Il contatto fu come fuoco e Amelia si spostò scottata – una scena che si ripeteva, solo con il co-protagonista differente.
«Non toccarmi.» sibilò la mora gelida.
Quella frase fu sufficiente per rompere gli argini e colmarle gli occhi di lacrime. Un attimo tutto il mondo divenne umido e sfocato, ma la ragazza era concentrata solo sui due ragazzi che la fissavano incerti su cosa dire.
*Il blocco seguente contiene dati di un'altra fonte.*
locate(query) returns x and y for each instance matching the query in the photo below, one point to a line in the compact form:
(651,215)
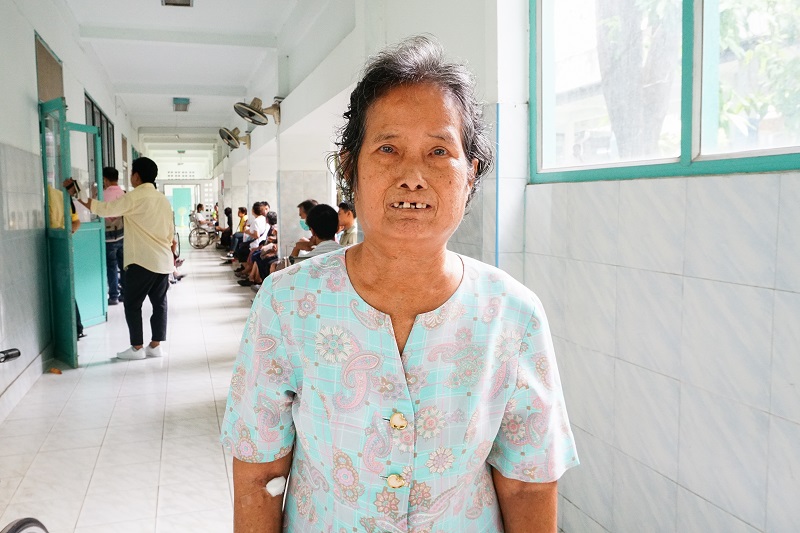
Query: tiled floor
(132,447)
A lei però non importava, sentiva soltanto il dolore all'interno di sé.
Dolore per cosa?
«Avevo capito che mi nascondevi qualcosa...» iniziò con la voce rotta la ragazza.
«Amelia, senti...»
«Zitto.» sibilò, per poi lanciare uno sguardo a entrambi – uno sguardo ferito «Ma questo...» continuò, poi scoppiò a ridere in maniera acida.
«Dio santo, Dani, proprio con lui? Con la mia cotta di anni?» continuò presa dal momento – non gliene fregava nulla di ammettere i sentimenti, non quando il ragazzo che le era sempre piaciuto era ormai gay.
«Posso spiegare...»
«Ormai è tardi.» lo frenò Amelia, guardandolo gelida. Poi però la sua espressione si trasmutò in un sorriso amaro «Sai, avrei almeno voluto saperlo da te. Dalla tua bocca, non vedendolo per caso come avrebbe potuto fare qualsiasi altra persona.»
Non diede il tempo ai due di dire qualsiasi altra cosa: si girò e se ne andò. Non si mise a correre, camminò sì spedita, ma con un finto passo sicuro che però non era vero.
Andò dalle proprie amiche, lasciandosi fissare sconvolta alla vista di quelle lacrime.
Dentro di sé, però, si sentiva tradita.
Perché per un amore impossibile poteva biasimare se stessa, ma per un'amicizia tradita non poteva che odiare l'altro. Poi, odiare se stessa.


Il resto del pomeriggio passò per Amelia in una nuvola di confusione, tristezza e rabbia.
Che poi, alla fine, la cosa che più le dava fastidio era di essere passata per la stupida e cieca della situazione. Insomma, come aveva fatto a non accorgersi di nulla?
Presa dalla quinta sigaretta nel giro di un'ora, stretta nella propria giacca nel balcone della loro camera d'hotel, rifletteva su tutti i segni che non aveva colto: come non mostrasse interesse per nessuna ragazza, il suo essere assolutamente evasivo negli ultimi mesi, il leggero sollievo dopo aver saputo che l'uscita con Stefano era andata male...
E anche Stefano me lo stava facendo capire, quando mi ha rifiutata, si accorse in quel momento, infastidita dalla propria stupidità.
La sua rabbia, si era accorta, non riguardava il fatto che i due stessero insieme. Cioè, alla fine per Stefano le era passata da parecchio e aveva già la testa altrove, e per Daniele era contenta che avesse qualcuno.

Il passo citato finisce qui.